If you haven’t already, sign up for Crawlbase to get your free API token and start exploring the web at scale, without getting blocked.

Frequently Asked Questions (FAQs)

Q: What is Crawlbase, and how does it help with web scraping Baidu?

Crawlbase is a platform mainly focused on web data collection. It handles the technical aspects of scraping, such as changing IP addresses, bypassing anti-bot protections, and returning the raw web page as clean HTML that you can easily use in your code. You don’t need to worry about running into common scraping roadblocks anymore.

Q: Can I scrape Baidu using Python?

Yes, you can. With requests and BeautifulSoup, you can fetch and work with search result pages. Crawlbase acts as a bridge, ensuring your requests are processed smoothly and preventing you from getting blocked.

Q: Why use BeautifulSoup for scraping Baidu search engine?

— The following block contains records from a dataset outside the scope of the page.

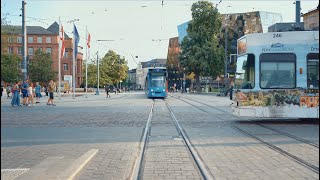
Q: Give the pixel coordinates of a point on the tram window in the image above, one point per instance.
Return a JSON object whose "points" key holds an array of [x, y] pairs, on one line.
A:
{"points": [[277, 71], [157, 81], [313, 70], [245, 72]]}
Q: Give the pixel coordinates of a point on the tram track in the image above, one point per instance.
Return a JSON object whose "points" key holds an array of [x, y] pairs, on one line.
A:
{"points": [[299, 160], [261, 125], [198, 163]]}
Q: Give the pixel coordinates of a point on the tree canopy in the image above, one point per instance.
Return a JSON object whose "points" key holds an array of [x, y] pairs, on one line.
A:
{"points": [[200, 51], [112, 70]]}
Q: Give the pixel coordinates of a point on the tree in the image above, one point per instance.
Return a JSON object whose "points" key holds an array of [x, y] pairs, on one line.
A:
{"points": [[40, 68], [201, 53], [10, 67], [113, 68]]}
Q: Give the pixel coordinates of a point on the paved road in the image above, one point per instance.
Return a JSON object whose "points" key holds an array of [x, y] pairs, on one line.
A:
{"points": [[55, 138]]}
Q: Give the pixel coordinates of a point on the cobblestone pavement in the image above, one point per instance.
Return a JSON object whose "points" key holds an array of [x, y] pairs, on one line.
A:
{"points": [[166, 156], [31, 135], [232, 155]]}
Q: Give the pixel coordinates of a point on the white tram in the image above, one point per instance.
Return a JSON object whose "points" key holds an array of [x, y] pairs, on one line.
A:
{"points": [[277, 75]]}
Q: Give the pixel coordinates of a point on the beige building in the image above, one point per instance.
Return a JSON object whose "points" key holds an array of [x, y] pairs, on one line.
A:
{"points": [[311, 20]]}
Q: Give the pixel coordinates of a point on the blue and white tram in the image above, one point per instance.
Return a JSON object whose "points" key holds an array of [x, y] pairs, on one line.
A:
{"points": [[277, 75], [156, 84]]}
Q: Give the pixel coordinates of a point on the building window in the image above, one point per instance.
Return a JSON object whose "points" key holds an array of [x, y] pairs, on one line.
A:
{"points": [[30, 39], [10, 50], [30, 51], [39, 39], [19, 39], [10, 39], [65, 67], [313, 70], [19, 50], [277, 71], [48, 39], [48, 50]]}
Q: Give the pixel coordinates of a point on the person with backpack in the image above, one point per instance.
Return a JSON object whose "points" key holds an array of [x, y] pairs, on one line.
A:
{"points": [[107, 91], [37, 90]]}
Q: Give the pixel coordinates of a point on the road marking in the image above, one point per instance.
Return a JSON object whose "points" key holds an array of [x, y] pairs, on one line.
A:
{"points": [[78, 165]]}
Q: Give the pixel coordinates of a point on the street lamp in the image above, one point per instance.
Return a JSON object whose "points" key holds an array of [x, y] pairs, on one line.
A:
{"points": [[97, 92]]}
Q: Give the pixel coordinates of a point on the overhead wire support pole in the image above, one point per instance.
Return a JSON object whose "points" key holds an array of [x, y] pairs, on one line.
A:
{"points": [[59, 58], [97, 93], [24, 42], [87, 50], [74, 68]]}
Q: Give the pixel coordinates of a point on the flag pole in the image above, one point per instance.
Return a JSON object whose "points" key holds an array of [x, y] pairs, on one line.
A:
{"points": [[87, 62], [59, 60], [74, 65]]}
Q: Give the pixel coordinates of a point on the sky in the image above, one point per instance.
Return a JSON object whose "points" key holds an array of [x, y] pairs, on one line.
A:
{"points": [[132, 28]]}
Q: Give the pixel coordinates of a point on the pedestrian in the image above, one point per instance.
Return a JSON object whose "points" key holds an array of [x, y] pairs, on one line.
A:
{"points": [[24, 90], [8, 90], [16, 94], [46, 91], [51, 89], [1, 92], [231, 90], [30, 94], [107, 91], [37, 90]]}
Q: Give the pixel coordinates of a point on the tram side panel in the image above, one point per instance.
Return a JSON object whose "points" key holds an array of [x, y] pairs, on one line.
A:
{"points": [[298, 99]]}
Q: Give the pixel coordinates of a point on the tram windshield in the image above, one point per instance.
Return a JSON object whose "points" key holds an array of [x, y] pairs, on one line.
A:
{"points": [[157, 81], [245, 72]]}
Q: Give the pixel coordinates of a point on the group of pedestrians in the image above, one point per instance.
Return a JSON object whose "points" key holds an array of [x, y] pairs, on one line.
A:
{"points": [[29, 93]]}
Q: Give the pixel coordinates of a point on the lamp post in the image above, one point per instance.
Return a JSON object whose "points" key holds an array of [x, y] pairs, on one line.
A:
{"points": [[184, 79]]}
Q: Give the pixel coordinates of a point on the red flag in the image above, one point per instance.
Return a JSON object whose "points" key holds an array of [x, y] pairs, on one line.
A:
{"points": [[62, 42], [88, 43]]}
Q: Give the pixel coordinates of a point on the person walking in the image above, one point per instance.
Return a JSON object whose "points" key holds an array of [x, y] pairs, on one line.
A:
{"points": [[1, 92], [37, 90], [25, 87], [51, 89], [107, 91], [231, 90], [30, 94], [16, 95], [8, 90]]}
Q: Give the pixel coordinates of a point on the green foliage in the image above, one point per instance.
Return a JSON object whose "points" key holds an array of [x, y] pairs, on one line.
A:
{"points": [[92, 74], [112, 70], [40, 68], [201, 53], [10, 67]]}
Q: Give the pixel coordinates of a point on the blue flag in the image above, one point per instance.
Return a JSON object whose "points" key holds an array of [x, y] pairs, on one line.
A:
{"points": [[76, 38]]}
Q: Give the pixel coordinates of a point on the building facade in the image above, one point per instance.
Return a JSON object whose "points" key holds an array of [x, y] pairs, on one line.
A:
{"points": [[311, 20], [46, 40], [132, 79]]}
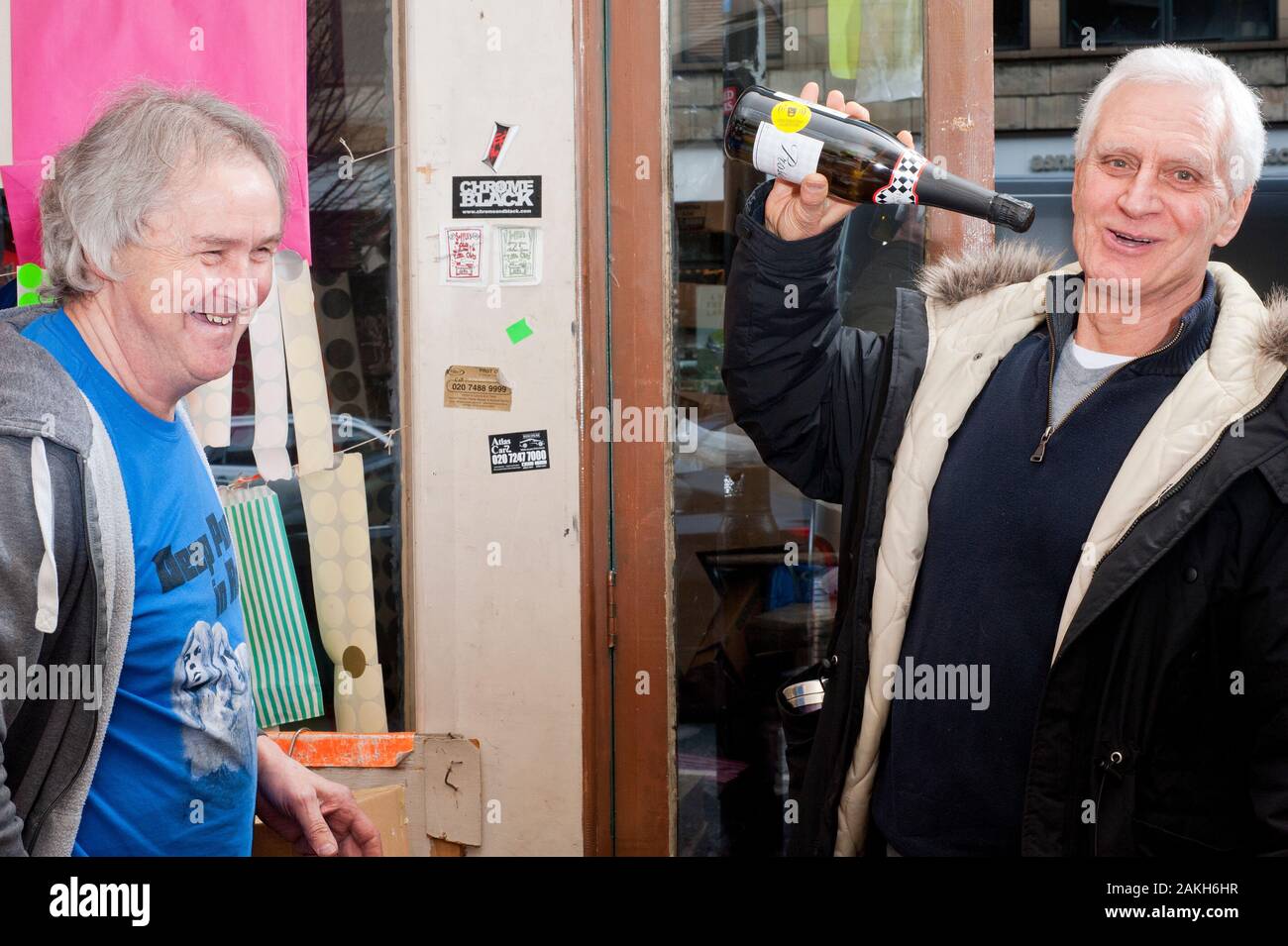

BeautifulSoup is designed for extracting data from web pages. Even if you’re starting out, it’s easy to work with. Also a popular choice for handling both tidy and messy HTML, like search results.

Q: Do I need to use JavaScript rendering to scrape Baidu?

Usually, Baidu’s main content loads without extra scripting. However, if you encounter a page that does require it, Crawlbase offers a JavaScript option to handle sites that necessitate a browser-style fetch.